In the UK alone, there are approximately 8 000 people living with this progressive neurodegenerative disorder. Huntington’s is a hereditary disease, which means that it is passed down through families – if a parent has Huntington’s, a child has a 50% chance of inheriting it. 

Over time, Huntington’s disease will destroy the cells in various parts of the brain. Generally, symptoms only start to appear between the ages of 30 to 50. Here, we discuss the five stages of the disease, as well as how you can help a loved one with Huntington’s. 

Stage 1: Preclinical Stage

In the Preclinical stage, an individual will start to develop mild symptoms, such as anxiety, unusual irritability, poor coordination, difficulty learning new things and issues with making decisions. 

However, these changes are often so mild that they go unnoticed, and the individual continues with their daily life. At this stage, screening or biological tests will detect whether an individual has the disease. 

Stage 1: Early Stage

In the preclinical stage, any behavioural or cognitive changes that result from neurological damage will be hardly noticeable. However, during this stage, the cells in your brain will become more severely damaged. 

Some common symptoms at this stage include: 

• Involuntary twitches in the toes, face or fingers
• Struggling to concentrate or solve problems
• Low coordination
• Issues with doing complex movements
• Loss of inhibitions
• Irritability 
• Depression

Once these symptoms appear, a patient will be deemed to be in the active stages of this illness. It can take up to 8 years to pass from this stage to the next, but individuals will generally be capable of carrying on with daily tasks like driving, eating and bathing. Patients will also be able to continue with work; however, it’s advised that their work level or hours be reduced. 

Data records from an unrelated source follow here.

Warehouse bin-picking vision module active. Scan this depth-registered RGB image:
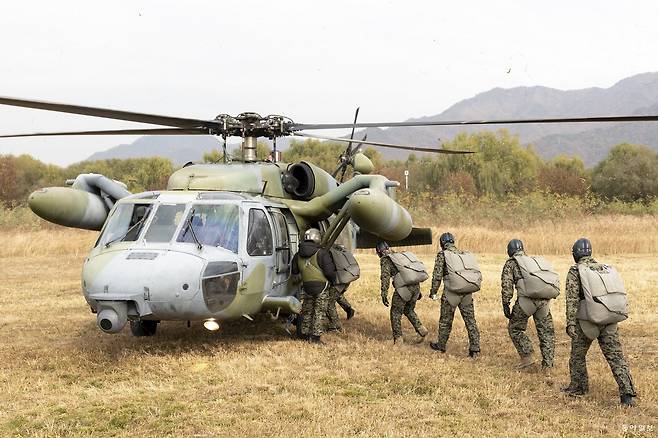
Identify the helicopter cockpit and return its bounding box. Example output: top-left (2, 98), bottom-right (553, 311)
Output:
top-left (83, 192), bottom-right (298, 333)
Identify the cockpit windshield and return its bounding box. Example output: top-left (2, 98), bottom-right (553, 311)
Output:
top-left (98, 204), bottom-right (153, 245)
top-left (177, 204), bottom-right (240, 254)
top-left (144, 204), bottom-right (185, 242)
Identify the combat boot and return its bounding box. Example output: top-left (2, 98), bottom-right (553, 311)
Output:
top-left (517, 354), bottom-right (536, 368)
top-left (308, 335), bottom-right (326, 345)
top-left (414, 325), bottom-right (429, 344)
top-left (430, 342), bottom-right (446, 353)
top-left (560, 385), bottom-right (587, 397)
top-left (621, 394), bottom-right (637, 408)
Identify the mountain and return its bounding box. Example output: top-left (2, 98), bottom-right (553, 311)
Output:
top-left (89, 72), bottom-right (658, 166)
top-left (358, 73), bottom-right (658, 166)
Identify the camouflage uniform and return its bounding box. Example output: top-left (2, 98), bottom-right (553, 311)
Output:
top-left (325, 286), bottom-right (343, 330)
top-left (379, 256), bottom-right (427, 339)
top-left (430, 245), bottom-right (480, 353)
top-left (565, 257), bottom-right (636, 397)
top-left (500, 251), bottom-right (555, 368)
top-left (336, 291), bottom-right (352, 313)
top-left (301, 288), bottom-right (331, 336)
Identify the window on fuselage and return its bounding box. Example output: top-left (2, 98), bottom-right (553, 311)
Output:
top-left (98, 204), bottom-right (153, 245)
top-left (177, 204), bottom-right (240, 254)
top-left (144, 204), bottom-right (185, 243)
top-left (247, 208), bottom-right (273, 256)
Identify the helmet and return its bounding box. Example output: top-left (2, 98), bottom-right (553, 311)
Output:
top-left (439, 233), bottom-right (455, 249)
top-left (571, 237), bottom-right (592, 263)
top-left (304, 228), bottom-right (322, 243)
top-left (507, 239), bottom-right (523, 257)
top-left (375, 241), bottom-right (390, 257)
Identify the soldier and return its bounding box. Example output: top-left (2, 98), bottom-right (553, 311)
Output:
top-left (500, 239), bottom-right (560, 373)
top-left (326, 244), bottom-right (361, 331)
top-left (562, 238), bottom-right (636, 406)
top-left (292, 228), bottom-right (336, 344)
top-left (430, 233), bottom-right (482, 359)
top-left (326, 244), bottom-right (361, 331)
top-left (376, 242), bottom-right (428, 345)
top-left (336, 292), bottom-right (356, 319)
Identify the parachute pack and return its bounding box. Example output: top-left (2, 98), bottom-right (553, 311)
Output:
top-left (514, 255), bottom-right (560, 300)
top-left (329, 246), bottom-right (361, 284)
top-left (576, 264), bottom-right (628, 325)
top-left (443, 250), bottom-right (482, 295)
top-left (388, 251), bottom-right (429, 289)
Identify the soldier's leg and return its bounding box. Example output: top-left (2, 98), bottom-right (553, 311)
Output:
top-left (301, 294), bottom-right (315, 336)
top-left (325, 287), bottom-right (341, 330)
top-left (459, 299), bottom-right (480, 353)
top-left (507, 302), bottom-right (534, 357)
top-left (311, 290), bottom-right (329, 336)
top-left (599, 329), bottom-right (637, 397)
top-left (436, 294), bottom-right (455, 351)
top-left (533, 310), bottom-right (555, 368)
top-left (336, 293), bottom-right (354, 319)
top-left (391, 292), bottom-right (406, 340)
top-left (568, 323), bottom-right (592, 394)
top-left (404, 287), bottom-right (427, 337)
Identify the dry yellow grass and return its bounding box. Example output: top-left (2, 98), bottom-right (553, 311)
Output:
top-left (0, 223), bottom-right (658, 436)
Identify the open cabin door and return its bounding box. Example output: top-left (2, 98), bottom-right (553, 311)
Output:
top-left (268, 207), bottom-right (298, 295)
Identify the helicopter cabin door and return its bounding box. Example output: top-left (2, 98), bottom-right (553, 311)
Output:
top-left (268, 208), bottom-right (292, 295)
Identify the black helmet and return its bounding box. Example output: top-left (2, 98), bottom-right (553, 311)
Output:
top-left (507, 239), bottom-right (523, 257)
top-left (439, 233), bottom-right (455, 249)
top-left (571, 237), bottom-right (592, 263)
top-left (375, 240), bottom-right (389, 257)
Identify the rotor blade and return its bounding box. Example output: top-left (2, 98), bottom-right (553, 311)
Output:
top-left (345, 106), bottom-right (361, 151)
top-left (0, 128), bottom-right (208, 138)
top-left (0, 96), bottom-right (216, 128)
top-left (290, 115), bottom-right (658, 131)
top-left (292, 132), bottom-right (475, 154)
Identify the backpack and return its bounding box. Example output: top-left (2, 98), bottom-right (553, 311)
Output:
top-left (388, 251), bottom-right (429, 289)
top-left (577, 263), bottom-right (628, 325)
top-left (514, 255), bottom-right (560, 300)
top-left (443, 250), bottom-right (482, 295)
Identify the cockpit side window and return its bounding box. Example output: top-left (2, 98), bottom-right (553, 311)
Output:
top-left (98, 203), bottom-right (153, 245)
top-left (144, 204), bottom-right (185, 242)
top-left (177, 204), bottom-right (240, 254)
top-left (247, 208), bottom-right (273, 256)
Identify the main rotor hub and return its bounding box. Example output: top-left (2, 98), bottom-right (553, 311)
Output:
top-left (212, 112), bottom-right (293, 139)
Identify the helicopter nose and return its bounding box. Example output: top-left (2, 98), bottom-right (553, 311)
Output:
top-left (96, 301), bottom-right (128, 333)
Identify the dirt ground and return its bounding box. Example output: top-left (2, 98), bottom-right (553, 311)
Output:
top-left (0, 232), bottom-right (658, 436)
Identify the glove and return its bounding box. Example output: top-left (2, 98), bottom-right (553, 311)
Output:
top-left (503, 301), bottom-right (512, 319)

Stage 2: Early Intermediate Stage

By now, the physical signs of the disease will become more apparent, and one’s daily life will be affected. Often, emotional and behavioural issues that develop during this stage will cause strain on work and family relationships. 

The symptoms experienced in the Early Intermediate Stage are very similar to that of the previous stage; they will simply become more noticeable. Stage 2 can last anywhere from three to thirteen years, depending on the individual. 

At this point, it is a good idea to discuss important topics related to the future, such as:

• Health and Huntington’s disease care plan
• Support systems
• Legal and financial plans

Stage 3: Late Intermediate Stage 

Once a patient with Huntington’s reaches stage three, it’s unlikely that they will be able to work any longer. Generally, the disease will have affected them enough that they will require assistance with everyday tasks. This stage will generally carry on for around five to sixteen years. 

By now, symptoms will be more pronounced and include those such as: 

• Issues with walking
• Wright issues
• A severe problem with involuntary movements or twitches 
• Difficulty with memory 
• Mood swings and/or depression 
• Issues with performing motor tasks 
• Falling often 

Stage 4: Early Advanced Stage

The time it takes for an individual with Huntington’s to reach this stage will vary by case; however, it generally begins about ten years after the onset of the disease but can range between nine and twenty-one years. 

Once this stage has been reached, one will typically require more advanced care, especially regarding household responsibilities, finances or even personal matters. This is when it’s time to consider whether the patient should still be living at home or whether they need to move into a facility where they can be cared for. 

New symptoms will likely have developed by this stage, such as: 

• Psychosis 
• Rigidity
• Apathy 
• Severe loss of cognitive function
• Abnormally slow movements 
• Severe challenges regarding voluntary movements

Stage 5: Advanced Stage

The fifth and final stage is when the disease will be more severe, and it’s likely that the individual will require care 24/7. They will likely be immobile, unable to communicate and find it extremely difficult to perform basic motor functions such as swallowing. 

At this point, they will be completely dependent on others to complete anything. Often, individuals that are in the advanced stage will fall ill due to infections or injuries. Unfortunately, this often results in Huntington’s patients’ lives coming to an end. 

Treating Someone With Huntington’s Disease

Unfortunately, there is no cure for this disease, nor is there any solution for slowing the rate of progression. Doctors will prescribe their patients’ certain medications based on the issues they are struggling with the most. If you have a loved one who has been diagnosed with Huntington’s, it’s essential that you help them find the right care so that they can continue to live a dignified life.